The Mo’ Girls tagline is “helping more girls become moguls” and the Port of Spain  Midi Mogul (11-13 year olds) group took this motto to heart, and launched into action.  As they worked through the Mo’ Girl modules, these nine young ladies came up with the idea to develop a business selling chow during camp. Their facilitator, Pearl Yatali-Gonzales—with the assistance of the rest of team, allowed them to use this collective business idea as the basis for their learning during the camp.

These enterprising young women assigned roles to their team from marketing manager and graphic designer to production manager and production line workers. They sourced their ingredients, did a marketing campaign by visiting each of the other groups to advertise their product, set prices and even worked through a quality assurance process.

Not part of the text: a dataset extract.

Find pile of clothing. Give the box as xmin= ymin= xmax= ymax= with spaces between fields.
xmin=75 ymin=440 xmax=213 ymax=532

When supplies were too low to meet demand, the team decided to test the product, tweak the recipe, and plan appropriately to launch a more polished product.  Originally planning on making mango chow and unable to source it, the girls adjusted their concept to suit the fruit [pineapple] that was readily available. These challenges tested their problem-solving and teamwork skills and they came out on top.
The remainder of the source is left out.